How does the antibody affinity for S1 (16-685) compare to other spike protein domains?
Comparative analyses of antibody responses to different spike protein domains reveal significant differences in binding affinity and neutralization capacity:
Surprisingly, immunization with the RBD domain (aa 319-541) induces antibodies with approximately 5-fold higher affinity (slower dissociation rates) against full spike ectodomain (S1+S2), S1 domain, and RBD itself compared to antibodies generated by immunization with the other domains . This suggests that focusing the immune response on the RBD may generate higher quality antibodies than using larger spike protein constructs.
In neutralization assays, sera from rabbits immunized with S1+S2-ectodomain, S1, and RBD (but not S2) demonstrated 50-60% virus neutralization after a single vaccination, and remarkably high (93-98%) virus inhibition following a second vaccination . These findings have significant implications for vaccine design, suggesting that RBD-focused immunogens may be particularly effective at generating high-affinity neutralizing antibodies.
What is the significance of the CendR motif (682RRAR685) in S1 domain functionality?
The C-terminal region of the S1 domain contains a motif (682RRAR685) that follows the 'C-end rule' (CendR) pattern.

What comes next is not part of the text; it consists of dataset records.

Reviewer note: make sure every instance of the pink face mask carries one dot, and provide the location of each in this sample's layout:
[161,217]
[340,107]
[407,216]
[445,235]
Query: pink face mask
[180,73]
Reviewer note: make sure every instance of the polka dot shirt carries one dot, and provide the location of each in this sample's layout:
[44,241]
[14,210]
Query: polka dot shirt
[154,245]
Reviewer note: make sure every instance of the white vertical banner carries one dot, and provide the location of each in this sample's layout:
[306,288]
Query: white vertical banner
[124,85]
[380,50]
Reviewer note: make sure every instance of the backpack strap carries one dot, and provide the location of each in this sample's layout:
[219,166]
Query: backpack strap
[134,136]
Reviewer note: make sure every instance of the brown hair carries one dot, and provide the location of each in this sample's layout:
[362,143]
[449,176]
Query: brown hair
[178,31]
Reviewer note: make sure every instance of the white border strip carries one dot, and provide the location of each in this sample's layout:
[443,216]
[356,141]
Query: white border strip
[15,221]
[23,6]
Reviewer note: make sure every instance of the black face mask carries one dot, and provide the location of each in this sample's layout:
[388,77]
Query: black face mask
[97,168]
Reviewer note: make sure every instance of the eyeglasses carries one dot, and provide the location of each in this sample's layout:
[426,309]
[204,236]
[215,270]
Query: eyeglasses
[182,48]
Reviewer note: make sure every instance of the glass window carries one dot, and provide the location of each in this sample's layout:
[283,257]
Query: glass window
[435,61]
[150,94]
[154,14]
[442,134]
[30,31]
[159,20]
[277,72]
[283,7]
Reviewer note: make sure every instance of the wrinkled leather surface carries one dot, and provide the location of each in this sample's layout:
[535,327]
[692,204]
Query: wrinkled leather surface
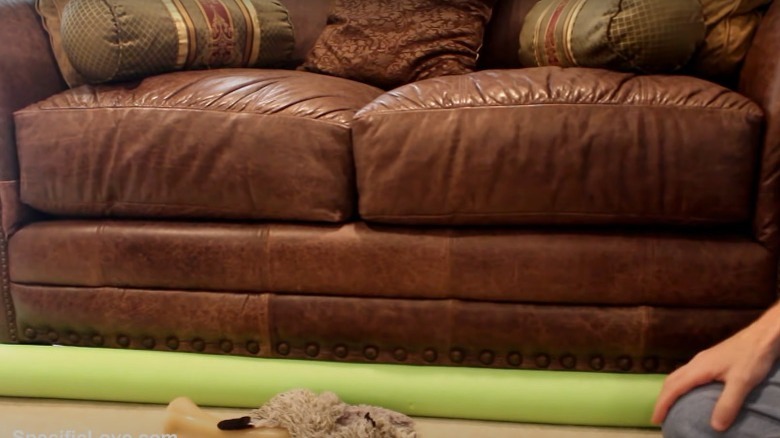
[246,144]
[760,81]
[29,73]
[551,145]
[528,266]
[435,332]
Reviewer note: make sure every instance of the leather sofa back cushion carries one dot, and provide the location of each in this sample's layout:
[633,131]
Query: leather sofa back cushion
[157,36]
[230,143]
[551,145]
[388,43]
[649,36]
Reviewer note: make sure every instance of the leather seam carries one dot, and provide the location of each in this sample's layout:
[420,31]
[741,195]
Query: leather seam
[745,112]
[5,290]
[32,112]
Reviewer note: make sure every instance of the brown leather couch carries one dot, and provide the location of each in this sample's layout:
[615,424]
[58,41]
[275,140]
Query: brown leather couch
[538,218]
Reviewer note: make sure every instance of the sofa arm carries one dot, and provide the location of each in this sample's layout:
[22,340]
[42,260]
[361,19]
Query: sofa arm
[760,81]
[28,73]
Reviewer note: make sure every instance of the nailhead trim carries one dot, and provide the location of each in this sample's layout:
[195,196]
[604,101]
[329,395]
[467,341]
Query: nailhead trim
[400,354]
[429,355]
[253,347]
[515,359]
[542,361]
[341,351]
[198,344]
[568,361]
[30,333]
[123,341]
[487,357]
[650,364]
[371,353]
[312,350]
[283,348]
[625,363]
[226,346]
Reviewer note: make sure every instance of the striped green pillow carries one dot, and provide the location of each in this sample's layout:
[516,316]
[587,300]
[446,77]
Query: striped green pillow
[115,40]
[647,36]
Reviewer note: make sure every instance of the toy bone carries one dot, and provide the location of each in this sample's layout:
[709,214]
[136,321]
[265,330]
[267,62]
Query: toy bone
[293,414]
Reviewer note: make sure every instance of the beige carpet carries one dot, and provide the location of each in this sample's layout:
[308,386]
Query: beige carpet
[27,418]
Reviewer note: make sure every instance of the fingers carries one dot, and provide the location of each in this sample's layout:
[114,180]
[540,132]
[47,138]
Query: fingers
[677,384]
[729,404]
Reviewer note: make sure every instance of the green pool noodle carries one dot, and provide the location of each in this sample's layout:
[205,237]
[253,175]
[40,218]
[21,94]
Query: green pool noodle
[550,397]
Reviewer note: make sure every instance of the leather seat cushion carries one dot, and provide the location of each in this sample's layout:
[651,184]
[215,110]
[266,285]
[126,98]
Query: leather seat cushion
[549,145]
[238,144]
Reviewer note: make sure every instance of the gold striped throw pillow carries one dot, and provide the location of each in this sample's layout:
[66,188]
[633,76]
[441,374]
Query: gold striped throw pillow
[647,36]
[115,40]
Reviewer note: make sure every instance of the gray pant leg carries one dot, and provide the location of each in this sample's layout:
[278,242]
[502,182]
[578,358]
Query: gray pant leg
[759,418]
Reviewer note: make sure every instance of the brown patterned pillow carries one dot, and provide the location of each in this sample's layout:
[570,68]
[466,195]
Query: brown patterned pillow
[388,43]
[647,36]
[731,25]
[114,40]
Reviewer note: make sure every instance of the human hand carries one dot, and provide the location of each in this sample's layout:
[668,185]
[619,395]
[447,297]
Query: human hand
[740,362]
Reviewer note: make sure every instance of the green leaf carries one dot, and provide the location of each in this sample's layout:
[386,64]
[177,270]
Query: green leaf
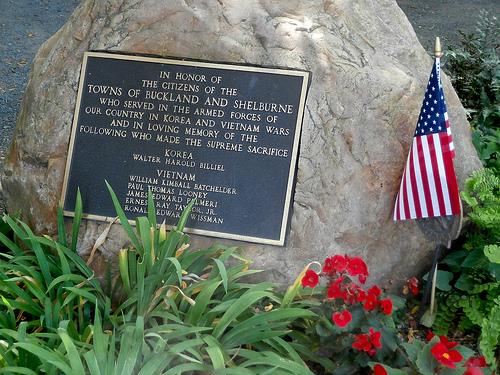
[413,349]
[425,360]
[61,229]
[465,282]
[202,300]
[71,352]
[17,370]
[443,279]
[123,219]
[390,370]
[476,259]
[178,268]
[215,352]
[151,209]
[223,273]
[185,215]
[492,252]
[241,304]
[77,219]
[428,318]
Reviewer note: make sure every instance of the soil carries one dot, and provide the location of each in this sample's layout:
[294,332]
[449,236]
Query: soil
[26,24]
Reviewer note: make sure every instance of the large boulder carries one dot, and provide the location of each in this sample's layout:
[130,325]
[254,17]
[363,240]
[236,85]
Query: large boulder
[368,76]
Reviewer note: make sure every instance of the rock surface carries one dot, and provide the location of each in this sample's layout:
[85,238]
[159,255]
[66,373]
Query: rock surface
[368,76]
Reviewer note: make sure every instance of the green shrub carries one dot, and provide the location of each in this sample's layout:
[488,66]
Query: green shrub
[472,304]
[181,310]
[474,68]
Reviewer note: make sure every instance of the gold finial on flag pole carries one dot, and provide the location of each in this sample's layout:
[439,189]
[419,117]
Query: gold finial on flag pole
[437,48]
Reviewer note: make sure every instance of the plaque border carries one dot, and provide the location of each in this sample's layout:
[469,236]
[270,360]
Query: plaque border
[196,63]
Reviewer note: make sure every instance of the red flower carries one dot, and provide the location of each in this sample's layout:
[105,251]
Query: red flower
[310,279]
[476,362]
[357,267]
[378,369]
[337,263]
[370,302]
[448,344]
[375,337]
[412,285]
[386,306]
[355,294]
[375,290]
[429,336]
[362,342]
[341,319]
[335,290]
[445,356]
[367,342]
[473,371]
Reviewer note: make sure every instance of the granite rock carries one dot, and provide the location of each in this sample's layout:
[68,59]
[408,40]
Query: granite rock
[368,75]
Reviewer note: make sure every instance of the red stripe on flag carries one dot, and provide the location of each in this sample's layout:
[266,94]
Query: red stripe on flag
[405,196]
[423,174]
[435,171]
[416,200]
[451,179]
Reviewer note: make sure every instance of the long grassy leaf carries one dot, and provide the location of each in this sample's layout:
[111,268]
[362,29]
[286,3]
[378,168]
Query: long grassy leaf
[187,368]
[222,272]
[124,270]
[181,224]
[71,353]
[156,364]
[17,370]
[202,301]
[40,255]
[77,219]
[61,229]
[151,209]
[215,352]
[178,268]
[45,355]
[10,245]
[243,303]
[123,219]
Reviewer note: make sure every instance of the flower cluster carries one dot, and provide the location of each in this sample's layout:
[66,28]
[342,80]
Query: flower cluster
[444,352]
[368,342]
[411,287]
[346,276]
[341,271]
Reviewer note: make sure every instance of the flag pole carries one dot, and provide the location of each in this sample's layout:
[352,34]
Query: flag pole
[437,54]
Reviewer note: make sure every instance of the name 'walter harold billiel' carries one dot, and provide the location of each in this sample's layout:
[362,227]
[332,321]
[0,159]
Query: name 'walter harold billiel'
[226,135]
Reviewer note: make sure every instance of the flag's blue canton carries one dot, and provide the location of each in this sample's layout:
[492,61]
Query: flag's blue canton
[432,113]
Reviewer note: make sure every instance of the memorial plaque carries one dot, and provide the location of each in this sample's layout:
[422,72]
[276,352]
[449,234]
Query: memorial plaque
[225,134]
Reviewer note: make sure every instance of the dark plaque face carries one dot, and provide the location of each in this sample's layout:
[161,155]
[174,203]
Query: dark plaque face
[226,135]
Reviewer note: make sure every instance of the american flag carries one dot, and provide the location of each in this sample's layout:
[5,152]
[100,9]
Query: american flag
[429,184]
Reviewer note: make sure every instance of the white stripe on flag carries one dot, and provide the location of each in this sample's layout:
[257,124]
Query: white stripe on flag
[430,176]
[418,179]
[442,173]
[409,191]
[401,199]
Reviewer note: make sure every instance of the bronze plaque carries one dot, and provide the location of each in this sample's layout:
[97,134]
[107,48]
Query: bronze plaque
[225,134]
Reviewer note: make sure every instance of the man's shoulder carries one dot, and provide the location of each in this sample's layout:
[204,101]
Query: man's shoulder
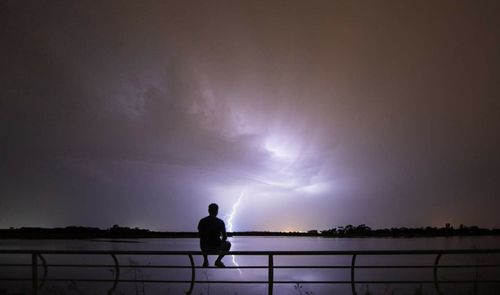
[220,221]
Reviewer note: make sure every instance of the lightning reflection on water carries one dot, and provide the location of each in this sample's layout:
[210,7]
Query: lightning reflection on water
[230,222]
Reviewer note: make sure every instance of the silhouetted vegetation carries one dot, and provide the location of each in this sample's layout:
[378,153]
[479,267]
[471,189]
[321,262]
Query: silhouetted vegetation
[362,230]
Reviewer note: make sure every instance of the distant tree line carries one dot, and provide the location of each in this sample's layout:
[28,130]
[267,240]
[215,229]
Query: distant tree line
[447,230]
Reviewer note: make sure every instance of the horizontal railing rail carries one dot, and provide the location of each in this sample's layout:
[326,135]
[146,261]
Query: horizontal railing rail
[40,267]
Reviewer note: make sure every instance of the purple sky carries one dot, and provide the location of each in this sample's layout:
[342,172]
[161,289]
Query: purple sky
[316,113]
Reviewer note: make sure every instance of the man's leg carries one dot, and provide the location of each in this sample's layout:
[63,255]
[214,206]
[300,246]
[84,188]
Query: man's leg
[205,260]
[225,247]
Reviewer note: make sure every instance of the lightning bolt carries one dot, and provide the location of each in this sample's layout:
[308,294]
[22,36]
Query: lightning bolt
[230,222]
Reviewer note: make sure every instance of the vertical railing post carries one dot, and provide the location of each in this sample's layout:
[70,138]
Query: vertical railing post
[353,282]
[270,272]
[193,275]
[34,273]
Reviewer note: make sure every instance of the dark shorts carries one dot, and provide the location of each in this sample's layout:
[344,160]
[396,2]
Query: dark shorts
[223,247]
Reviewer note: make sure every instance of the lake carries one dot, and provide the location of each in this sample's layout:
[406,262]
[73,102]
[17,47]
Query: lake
[260,244]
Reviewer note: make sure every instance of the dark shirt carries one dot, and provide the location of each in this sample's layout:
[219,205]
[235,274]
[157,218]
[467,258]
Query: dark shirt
[210,230]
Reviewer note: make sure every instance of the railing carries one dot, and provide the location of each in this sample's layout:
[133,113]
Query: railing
[40,267]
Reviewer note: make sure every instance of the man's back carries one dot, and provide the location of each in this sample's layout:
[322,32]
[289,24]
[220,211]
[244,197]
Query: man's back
[210,229]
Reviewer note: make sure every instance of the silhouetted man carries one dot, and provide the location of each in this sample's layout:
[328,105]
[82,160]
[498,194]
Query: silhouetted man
[210,230]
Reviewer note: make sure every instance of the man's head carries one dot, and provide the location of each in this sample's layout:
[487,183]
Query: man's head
[213,209]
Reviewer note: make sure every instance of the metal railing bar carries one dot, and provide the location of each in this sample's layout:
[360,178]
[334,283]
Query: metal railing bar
[436,282]
[262,282]
[34,274]
[45,270]
[259,266]
[270,275]
[193,274]
[353,284]
[116,273]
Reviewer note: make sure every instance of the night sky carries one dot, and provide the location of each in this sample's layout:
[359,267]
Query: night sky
[311,114]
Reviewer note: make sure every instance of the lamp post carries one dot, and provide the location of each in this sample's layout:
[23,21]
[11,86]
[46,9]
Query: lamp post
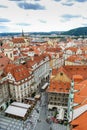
[70,104]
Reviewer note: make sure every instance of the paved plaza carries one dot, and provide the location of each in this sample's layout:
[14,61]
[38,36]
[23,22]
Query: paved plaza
[35,121]
[8,123]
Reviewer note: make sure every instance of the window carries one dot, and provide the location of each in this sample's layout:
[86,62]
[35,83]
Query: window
[61,74]
[11,55]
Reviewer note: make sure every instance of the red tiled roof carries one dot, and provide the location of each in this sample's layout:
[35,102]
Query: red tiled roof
[4,61]
[19,72]
[58,87]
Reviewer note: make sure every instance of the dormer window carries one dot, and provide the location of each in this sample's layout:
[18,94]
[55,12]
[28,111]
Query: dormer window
[61,73]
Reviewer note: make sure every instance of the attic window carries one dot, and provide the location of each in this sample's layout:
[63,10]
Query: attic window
[1,57]
[61,73]
[2,65]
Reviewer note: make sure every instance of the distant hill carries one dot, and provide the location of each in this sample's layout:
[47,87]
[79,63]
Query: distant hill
[81,31]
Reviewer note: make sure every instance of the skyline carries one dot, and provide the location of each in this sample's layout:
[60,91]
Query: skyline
[42,15]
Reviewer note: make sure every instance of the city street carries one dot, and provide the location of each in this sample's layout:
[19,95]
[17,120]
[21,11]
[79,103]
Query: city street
[36,120]
[43,125]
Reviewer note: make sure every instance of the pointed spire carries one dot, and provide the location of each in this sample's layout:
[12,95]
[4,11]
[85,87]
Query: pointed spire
[22,33]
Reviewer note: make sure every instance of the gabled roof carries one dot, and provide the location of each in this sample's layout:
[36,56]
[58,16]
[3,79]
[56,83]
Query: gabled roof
[19,72]
[59,87]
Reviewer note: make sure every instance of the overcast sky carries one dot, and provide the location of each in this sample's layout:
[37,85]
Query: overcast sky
[42,15]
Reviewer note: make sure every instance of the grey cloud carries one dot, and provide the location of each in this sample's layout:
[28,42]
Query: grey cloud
[57,0]
[30,6]
[81,0]
[42,21]
[68,17]
[68,4]
[4,20]
[3,6]
[23,24]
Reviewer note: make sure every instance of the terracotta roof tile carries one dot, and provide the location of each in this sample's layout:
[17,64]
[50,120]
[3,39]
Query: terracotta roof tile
[19,72]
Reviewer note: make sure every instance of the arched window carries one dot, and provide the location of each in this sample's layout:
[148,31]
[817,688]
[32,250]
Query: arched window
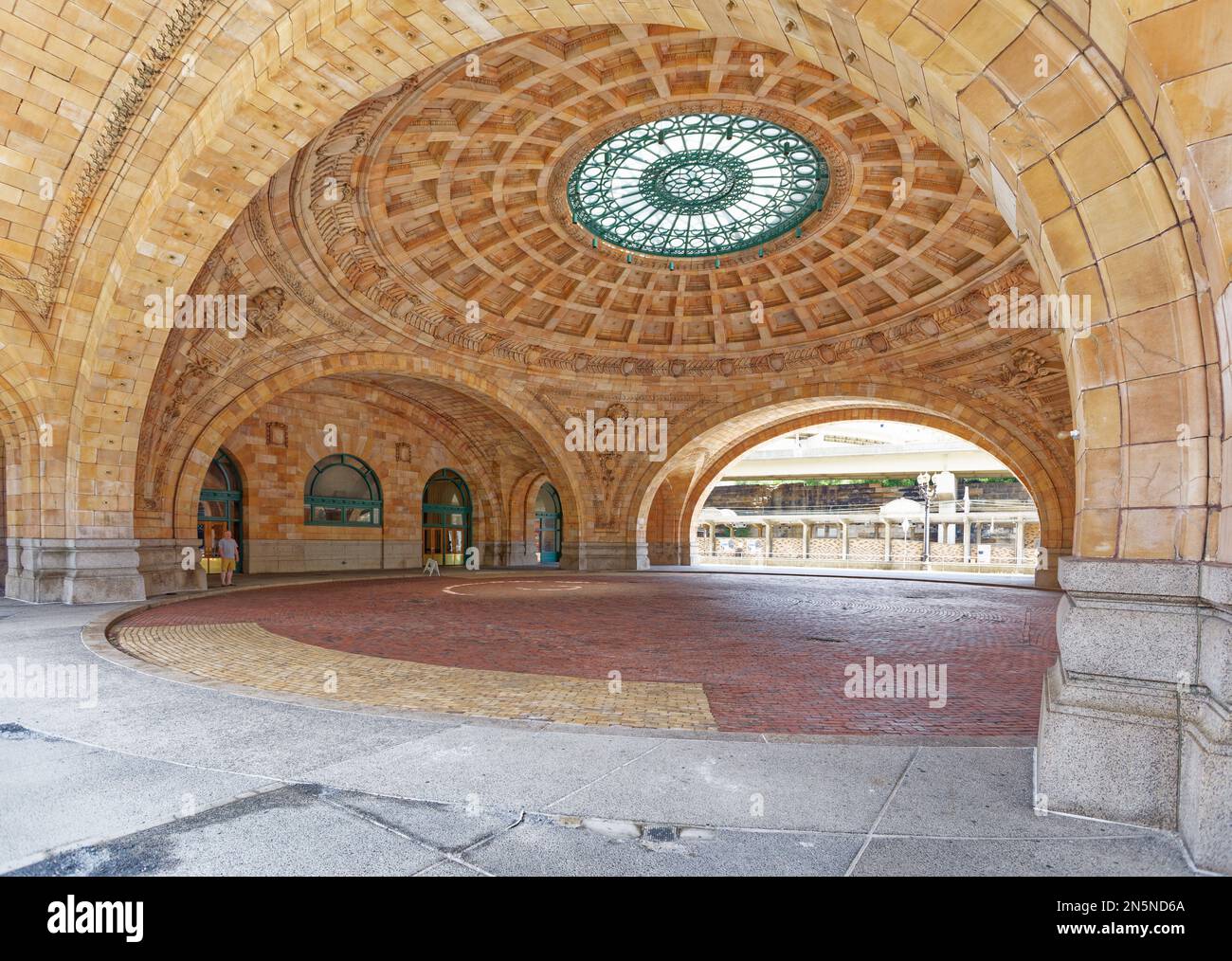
[343,491]
[547,525]
[446,517]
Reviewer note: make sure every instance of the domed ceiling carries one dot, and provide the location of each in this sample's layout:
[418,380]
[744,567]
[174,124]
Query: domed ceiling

This motif:
-
Is uniquely present in SARS-CoV-2 and not conserved in SARS and MERS coronaviruses
-
Mediates binding to Neuropilin-1 (NRP-1), a receptor found on various cell types including neurons
-
May interfere with VEGF-A/NRP-1 signaling, potentially affecting pain sensation and other physiological processes
Experimental evidence using multiwell microelectrode arrays (MEAs) demonstrated that the S1 domain containing this CendR motif can block VEGF-A-induced spontaneous firing of dorsal root ganglion (DRG) neurons, similar to the effect observed with the NRP-1 inhibitor EG00229 . This suggests a potential neurological mechanism that may be relevant to sensory symptoms reported in COVID-19 patients.
What approaches are recommended for evaluating neutralizing antibodies against the S1 domain?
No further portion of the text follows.